Bojesen S E, Tybjaerg-Hansen A, Axelsson C K, Nordestgaard B G
Department of Clinical Biochemistry, Herlev University Hospital, Herlev Ringvej 75, Herlev DK-2730, Denmark.
Br J Cancer. 2005 Jul 11;93(1):167-71. doi: 10.1038/sj.bjc.6602674.
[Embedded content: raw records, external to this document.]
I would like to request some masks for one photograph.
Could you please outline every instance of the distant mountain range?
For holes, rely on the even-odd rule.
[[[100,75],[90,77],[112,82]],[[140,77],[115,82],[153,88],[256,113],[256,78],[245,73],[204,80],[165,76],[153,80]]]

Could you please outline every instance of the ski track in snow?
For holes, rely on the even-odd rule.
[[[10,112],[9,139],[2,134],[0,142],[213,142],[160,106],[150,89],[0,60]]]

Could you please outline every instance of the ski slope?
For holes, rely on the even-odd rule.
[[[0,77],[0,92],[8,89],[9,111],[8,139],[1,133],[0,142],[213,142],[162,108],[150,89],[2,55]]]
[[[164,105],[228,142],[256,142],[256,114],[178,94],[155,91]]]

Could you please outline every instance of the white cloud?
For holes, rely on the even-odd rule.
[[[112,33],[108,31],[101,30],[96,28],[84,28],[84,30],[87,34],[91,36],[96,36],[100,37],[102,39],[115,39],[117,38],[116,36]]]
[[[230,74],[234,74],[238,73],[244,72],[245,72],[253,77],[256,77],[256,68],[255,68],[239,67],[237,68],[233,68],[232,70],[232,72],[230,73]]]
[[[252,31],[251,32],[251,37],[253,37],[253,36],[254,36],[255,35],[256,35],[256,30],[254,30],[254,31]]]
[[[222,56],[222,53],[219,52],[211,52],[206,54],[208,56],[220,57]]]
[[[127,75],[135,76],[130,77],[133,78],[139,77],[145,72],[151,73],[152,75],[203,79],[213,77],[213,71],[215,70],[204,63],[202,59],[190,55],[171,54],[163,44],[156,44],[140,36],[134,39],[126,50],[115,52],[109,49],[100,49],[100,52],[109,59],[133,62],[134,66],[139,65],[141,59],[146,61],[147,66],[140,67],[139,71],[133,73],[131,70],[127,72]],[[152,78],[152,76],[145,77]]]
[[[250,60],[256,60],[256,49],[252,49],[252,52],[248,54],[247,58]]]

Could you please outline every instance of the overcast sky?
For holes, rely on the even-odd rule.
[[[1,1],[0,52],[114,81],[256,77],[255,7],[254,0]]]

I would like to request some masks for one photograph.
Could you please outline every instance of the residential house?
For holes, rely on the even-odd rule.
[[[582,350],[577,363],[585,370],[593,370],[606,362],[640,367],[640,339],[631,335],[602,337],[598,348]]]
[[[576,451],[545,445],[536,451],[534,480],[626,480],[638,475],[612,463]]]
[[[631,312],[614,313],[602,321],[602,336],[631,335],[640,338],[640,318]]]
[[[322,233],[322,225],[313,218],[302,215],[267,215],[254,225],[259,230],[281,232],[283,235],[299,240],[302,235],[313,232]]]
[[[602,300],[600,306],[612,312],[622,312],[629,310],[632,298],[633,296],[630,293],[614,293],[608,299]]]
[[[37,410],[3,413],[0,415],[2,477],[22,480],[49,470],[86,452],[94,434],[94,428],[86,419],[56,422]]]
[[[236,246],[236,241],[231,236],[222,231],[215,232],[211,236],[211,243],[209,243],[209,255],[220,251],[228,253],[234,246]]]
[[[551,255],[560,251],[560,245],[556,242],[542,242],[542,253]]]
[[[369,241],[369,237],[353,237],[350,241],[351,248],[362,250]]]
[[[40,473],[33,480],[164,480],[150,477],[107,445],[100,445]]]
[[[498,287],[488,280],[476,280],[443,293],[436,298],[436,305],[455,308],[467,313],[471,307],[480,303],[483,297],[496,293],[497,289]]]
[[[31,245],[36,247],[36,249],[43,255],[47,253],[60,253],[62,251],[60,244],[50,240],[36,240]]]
To pursue a borderline increased risk of breast cancer for carriers of two integrin beta(3) (ITGB3) 33Pro alleles found in a recent prospective study, we conducted a case-control study of 1088 women with breast cancer and 4815 female controls. Leu33Pro heterozygotes, homozygotes and heterozygotes+homozygotes vs noncarriers had odds ratios for breast cancer of 1.0 (95% confidence interval: 0.8-1.1), 0.8 (0.5-1.2) and 1.0 (0.8-1.1), respectively. After stratification for conventional risk factors, odds ratio for breast cancer in heterozygotes, homozygotes and heterozygotes+homozygotes vs noncarriers were not increased above 1.0 in any of the 14 strata examined. This was also true after stratification for tumour histological subtype and cancer stage at the time of diagnosis.
为了探究最近一项前瞻性研究中发现的携带两个整合素β(3)(ITGB3)33Pro等位基因的个体患乳腺癌风险略有增加的情况,我们对1088名乳腺癌女性患者和4815名女性对照者进行了一项病例对照研究。Leu33Pro杂合子、纯合子以及杂合子+纯合子与非携带者相比,患乳腺癌的比值比分别为1.0(95%置信区间:0.8 - 1.1)、0.8(0.5 - 1.2)和1.0(0.8 - 1.1)。在对传统风险因素进行分层后,在检查的14个分层中,杂合子、纯合子以及杂合子+纯合子与非携带者相比,患乳腺癌的比值比在任何一层中均未超过1.0。在对肿瘤组织学亚型和诊断时的癌症分期进行分层后,情况也是如此。